I thought about the supply of Skittles and sour key candy waiting for me back at Mom and Dad’s and realized I might just be one.
“Four years? That’s all? I was sure the bags under my eyes screamed ‘ten years of insomnia,’” I replied tartly, pushing the frosted glass away from my face. “Thank you so much for pointing that out. There is nothing a woman wants to hear more than how shitty she looks.”
As much as I wanted to suck back the chocolate milkshake despite my gastrointestinal issues, it just wasn’t happening, not at that moment.
“Don’t get defensive, Gabby,” Krista laughed. “I’m just saying you look like you could use a break from your psychotic ‘go, go, go’ life.”
I didn’t want to tell my sister that I might not have much of a choice in the matter. Somehow saying it out loud would just make it that much truer.
Having just graduated at the top of my class, I was alarmingly out of sorts.
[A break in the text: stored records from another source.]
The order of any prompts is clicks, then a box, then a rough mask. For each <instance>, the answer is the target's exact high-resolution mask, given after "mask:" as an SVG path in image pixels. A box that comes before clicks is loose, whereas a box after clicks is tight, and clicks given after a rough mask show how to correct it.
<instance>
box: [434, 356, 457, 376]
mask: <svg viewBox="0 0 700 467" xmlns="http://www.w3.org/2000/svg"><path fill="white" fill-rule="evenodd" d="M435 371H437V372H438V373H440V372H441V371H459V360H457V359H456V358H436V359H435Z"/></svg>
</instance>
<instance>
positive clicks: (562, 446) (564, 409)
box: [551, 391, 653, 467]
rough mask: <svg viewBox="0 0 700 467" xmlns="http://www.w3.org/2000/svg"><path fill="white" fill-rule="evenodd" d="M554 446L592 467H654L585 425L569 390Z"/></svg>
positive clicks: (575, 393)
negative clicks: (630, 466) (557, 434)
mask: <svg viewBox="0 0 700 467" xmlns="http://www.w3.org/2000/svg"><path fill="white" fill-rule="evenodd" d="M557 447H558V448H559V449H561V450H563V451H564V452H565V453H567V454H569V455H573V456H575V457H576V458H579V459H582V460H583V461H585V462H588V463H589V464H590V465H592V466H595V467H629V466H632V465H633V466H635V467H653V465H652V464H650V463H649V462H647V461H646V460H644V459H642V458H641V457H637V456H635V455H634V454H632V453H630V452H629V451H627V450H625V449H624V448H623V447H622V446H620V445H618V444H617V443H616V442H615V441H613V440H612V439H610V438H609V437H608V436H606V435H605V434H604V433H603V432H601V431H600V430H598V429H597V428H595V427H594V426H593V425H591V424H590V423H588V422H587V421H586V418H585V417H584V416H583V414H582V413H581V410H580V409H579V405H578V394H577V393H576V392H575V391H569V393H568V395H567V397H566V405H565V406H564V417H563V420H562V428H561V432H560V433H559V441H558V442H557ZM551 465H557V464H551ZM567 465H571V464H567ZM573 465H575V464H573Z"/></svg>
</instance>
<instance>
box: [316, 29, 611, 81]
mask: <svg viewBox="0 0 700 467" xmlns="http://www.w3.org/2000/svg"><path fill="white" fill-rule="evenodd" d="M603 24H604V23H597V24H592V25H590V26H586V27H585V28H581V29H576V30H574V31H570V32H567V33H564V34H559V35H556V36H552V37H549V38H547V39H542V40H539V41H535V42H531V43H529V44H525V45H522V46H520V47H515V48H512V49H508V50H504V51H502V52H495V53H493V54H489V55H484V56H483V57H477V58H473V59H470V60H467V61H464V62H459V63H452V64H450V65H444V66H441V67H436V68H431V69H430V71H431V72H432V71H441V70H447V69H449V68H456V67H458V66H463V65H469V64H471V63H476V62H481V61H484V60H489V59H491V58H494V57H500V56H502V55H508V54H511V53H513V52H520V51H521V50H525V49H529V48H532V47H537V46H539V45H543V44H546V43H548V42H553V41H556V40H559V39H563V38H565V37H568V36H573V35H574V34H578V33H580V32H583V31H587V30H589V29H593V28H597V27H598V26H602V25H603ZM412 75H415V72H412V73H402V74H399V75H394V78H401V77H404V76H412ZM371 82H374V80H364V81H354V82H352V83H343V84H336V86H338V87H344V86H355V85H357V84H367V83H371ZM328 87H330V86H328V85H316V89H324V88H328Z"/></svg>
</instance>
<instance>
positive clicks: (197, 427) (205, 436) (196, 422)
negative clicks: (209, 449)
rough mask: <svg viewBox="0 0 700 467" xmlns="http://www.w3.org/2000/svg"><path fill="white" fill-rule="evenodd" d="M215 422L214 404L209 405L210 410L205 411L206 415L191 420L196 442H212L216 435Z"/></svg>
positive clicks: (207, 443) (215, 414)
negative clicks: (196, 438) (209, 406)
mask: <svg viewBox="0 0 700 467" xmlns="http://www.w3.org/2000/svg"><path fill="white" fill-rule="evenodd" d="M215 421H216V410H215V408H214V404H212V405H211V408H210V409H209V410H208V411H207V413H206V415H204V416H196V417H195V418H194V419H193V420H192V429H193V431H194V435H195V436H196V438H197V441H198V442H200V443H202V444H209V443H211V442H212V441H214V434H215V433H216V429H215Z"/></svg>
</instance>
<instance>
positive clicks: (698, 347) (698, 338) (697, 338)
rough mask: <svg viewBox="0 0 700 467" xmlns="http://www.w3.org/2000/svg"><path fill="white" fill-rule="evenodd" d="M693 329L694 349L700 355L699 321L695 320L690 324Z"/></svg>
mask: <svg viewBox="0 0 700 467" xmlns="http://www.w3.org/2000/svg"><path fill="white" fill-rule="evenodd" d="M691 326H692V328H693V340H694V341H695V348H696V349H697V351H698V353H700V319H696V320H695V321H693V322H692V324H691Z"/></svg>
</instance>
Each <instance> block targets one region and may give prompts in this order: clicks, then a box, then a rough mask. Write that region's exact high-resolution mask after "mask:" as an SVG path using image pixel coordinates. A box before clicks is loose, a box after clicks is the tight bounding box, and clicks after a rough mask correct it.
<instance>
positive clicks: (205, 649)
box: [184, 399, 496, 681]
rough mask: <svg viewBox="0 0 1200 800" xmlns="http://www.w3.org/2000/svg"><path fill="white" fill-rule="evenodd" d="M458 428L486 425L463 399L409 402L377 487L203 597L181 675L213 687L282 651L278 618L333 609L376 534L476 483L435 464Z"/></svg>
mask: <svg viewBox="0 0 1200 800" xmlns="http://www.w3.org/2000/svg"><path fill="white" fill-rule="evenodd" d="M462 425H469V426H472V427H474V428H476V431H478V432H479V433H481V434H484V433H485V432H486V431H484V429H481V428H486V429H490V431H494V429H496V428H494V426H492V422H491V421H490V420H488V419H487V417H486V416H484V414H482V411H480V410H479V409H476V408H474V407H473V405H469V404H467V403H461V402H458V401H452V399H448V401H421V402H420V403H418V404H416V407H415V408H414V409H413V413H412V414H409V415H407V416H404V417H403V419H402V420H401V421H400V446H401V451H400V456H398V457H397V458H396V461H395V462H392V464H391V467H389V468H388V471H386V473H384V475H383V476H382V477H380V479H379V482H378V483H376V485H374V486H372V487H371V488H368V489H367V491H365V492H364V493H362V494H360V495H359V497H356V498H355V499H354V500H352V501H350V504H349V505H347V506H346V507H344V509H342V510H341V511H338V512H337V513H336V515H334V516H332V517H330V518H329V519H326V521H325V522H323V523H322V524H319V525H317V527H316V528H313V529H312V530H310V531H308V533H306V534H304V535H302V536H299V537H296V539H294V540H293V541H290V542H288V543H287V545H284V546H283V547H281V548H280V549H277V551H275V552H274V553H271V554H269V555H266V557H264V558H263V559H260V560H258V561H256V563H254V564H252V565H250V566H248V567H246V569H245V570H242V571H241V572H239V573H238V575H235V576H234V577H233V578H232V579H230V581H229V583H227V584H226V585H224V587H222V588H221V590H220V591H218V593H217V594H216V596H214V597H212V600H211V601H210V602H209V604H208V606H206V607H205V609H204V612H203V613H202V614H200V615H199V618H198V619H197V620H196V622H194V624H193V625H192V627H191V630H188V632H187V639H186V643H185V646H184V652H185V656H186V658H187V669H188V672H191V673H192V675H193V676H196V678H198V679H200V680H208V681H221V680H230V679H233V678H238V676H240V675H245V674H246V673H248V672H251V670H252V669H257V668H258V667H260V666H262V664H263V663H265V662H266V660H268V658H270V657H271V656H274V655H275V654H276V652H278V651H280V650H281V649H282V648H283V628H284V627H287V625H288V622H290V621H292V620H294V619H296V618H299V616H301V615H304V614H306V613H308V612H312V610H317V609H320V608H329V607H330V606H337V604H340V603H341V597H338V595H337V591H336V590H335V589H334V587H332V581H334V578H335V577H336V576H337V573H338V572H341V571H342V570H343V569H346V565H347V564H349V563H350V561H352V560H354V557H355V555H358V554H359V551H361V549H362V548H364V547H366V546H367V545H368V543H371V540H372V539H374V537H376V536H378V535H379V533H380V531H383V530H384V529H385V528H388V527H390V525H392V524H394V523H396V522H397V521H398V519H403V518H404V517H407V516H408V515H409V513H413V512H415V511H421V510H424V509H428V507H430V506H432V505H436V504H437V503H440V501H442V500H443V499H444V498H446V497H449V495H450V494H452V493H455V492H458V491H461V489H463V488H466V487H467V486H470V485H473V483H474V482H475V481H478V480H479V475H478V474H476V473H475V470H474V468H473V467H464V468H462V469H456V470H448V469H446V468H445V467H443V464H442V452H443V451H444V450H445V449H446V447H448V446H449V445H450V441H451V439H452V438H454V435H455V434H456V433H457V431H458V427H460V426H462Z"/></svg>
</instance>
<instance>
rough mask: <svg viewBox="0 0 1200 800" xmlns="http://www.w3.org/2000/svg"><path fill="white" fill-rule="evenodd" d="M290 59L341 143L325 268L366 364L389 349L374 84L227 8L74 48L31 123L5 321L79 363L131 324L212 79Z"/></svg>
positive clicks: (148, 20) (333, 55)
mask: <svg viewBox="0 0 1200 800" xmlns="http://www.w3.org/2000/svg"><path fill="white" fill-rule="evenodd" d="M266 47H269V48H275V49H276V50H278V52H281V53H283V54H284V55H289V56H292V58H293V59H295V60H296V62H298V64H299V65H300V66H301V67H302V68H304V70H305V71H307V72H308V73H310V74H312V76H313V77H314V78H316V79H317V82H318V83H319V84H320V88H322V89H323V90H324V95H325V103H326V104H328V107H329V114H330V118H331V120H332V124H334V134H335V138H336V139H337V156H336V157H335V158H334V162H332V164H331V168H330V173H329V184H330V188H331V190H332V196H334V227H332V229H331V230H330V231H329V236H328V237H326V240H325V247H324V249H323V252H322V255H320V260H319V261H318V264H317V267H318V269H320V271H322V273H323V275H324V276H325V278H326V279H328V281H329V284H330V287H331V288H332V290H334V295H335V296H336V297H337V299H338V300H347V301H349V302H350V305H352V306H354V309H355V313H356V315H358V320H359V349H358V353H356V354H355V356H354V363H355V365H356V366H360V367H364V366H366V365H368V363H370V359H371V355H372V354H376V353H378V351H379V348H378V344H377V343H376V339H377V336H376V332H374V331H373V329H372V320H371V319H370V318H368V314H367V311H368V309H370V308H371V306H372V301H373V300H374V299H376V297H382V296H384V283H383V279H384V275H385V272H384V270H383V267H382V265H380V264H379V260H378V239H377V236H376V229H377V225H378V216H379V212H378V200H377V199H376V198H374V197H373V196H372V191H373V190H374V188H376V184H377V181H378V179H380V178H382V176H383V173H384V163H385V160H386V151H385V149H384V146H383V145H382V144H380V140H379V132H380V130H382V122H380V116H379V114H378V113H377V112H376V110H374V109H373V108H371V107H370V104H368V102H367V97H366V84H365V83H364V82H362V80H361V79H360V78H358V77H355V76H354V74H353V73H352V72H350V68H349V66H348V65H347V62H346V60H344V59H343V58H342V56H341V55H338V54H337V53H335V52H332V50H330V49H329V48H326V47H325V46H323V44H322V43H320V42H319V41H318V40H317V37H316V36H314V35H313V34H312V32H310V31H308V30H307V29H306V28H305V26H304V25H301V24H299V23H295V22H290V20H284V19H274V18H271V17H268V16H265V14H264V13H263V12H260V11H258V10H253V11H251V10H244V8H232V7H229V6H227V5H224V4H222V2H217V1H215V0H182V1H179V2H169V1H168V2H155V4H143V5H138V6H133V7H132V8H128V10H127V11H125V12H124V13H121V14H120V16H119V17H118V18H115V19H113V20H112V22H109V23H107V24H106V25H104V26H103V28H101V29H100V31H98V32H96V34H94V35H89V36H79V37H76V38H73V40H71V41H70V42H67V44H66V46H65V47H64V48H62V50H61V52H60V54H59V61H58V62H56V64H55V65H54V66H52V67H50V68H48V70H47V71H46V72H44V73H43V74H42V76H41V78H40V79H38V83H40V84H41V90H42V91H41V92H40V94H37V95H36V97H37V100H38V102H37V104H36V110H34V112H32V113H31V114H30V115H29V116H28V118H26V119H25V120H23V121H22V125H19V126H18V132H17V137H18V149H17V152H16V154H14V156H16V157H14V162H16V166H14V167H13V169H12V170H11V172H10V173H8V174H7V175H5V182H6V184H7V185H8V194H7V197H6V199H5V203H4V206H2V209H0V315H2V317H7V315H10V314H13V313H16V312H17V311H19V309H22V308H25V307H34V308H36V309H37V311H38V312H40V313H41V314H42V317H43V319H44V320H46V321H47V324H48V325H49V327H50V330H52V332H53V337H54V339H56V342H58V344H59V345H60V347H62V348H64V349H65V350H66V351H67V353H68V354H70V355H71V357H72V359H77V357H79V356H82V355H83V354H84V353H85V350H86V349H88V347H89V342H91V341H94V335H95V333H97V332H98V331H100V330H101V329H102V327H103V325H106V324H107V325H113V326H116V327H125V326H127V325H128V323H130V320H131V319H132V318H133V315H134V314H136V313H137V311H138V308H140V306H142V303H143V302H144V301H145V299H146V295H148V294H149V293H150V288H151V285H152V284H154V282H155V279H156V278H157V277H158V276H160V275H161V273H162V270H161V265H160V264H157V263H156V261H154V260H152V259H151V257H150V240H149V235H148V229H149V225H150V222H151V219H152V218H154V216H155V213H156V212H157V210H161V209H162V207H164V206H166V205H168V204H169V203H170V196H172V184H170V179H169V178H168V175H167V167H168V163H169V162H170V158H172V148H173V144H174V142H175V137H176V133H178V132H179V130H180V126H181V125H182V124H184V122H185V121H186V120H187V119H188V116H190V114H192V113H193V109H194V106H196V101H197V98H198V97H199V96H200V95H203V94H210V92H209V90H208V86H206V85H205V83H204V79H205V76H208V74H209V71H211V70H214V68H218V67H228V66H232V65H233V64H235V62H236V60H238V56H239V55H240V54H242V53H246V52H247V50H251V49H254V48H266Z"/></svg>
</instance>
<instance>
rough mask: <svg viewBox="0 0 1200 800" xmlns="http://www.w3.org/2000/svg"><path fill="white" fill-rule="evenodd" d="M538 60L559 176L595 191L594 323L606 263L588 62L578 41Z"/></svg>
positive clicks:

After being so focused for so many years, I suddenly felt like I was wading about in a sea of uncertainty.
Up until that second the diploma had hit my perfectly manicured hand, I had always assumed that I would be set up with a job in social work, living in the village,
and waiting on an acceptance letter for my master’s at Columbia.
Instead, here I was sitting in Sarasota Springs in the same diner Krista and I had visited since childhood, questioning my very existence.
Maybe I’d always been destined to come full circle back here to live out a crappy life as a telemarketer or something.
The time for sending out resumes and bombarding the world with my stellar grades, my extracurricular activities, and my internship at Morgan-Lyster Memorial Hospital would have been before graduation.
I should have been e-mailing every clinic, hospital, school district, and rehab facility in the greater tri-state area a year ago, warning them that they best act quickly before someone snatched up the coveted mind that was Gabriella Delancey.
My applications to Ivy League schools should have been signed, sealed, and delivered, with the added flourish of a vlog and a dozen references.
Instead, I had quietly finished my degree and graduated, opting out of every time-consuming, soul-crushing, exhausting activity that had been consuming my life for what seemed like an eternity.
Was it burn out? Disillusion? Or maybe this was just all a part of ‘growing up,’ as anyone over the age of forty seemed to be so fond of saying.
Did I even want to be a social worker anymore?
Whatever this indecision was about, I didn’t want any part of it. I just wanted to have a plan—a direction—so I could stop with the self-loathing.
“Gabby, look at me.”
I lifted my blonde waves, a strand of hair falling across my forehead and into my bright green eyes as our gazes met.
My older sister, Krista, looked a lot like me. Same honey hair and pert nose. Same high cheekbones and sparkle of intelligence in her eyes.
But her life had gone in a totally direction than the one that I had envisioned for myself. Her path was one that had never occurred to me in a million years: she’d gotten married young and was already the proud mother of a set of mischievous twins whom I loved dearly.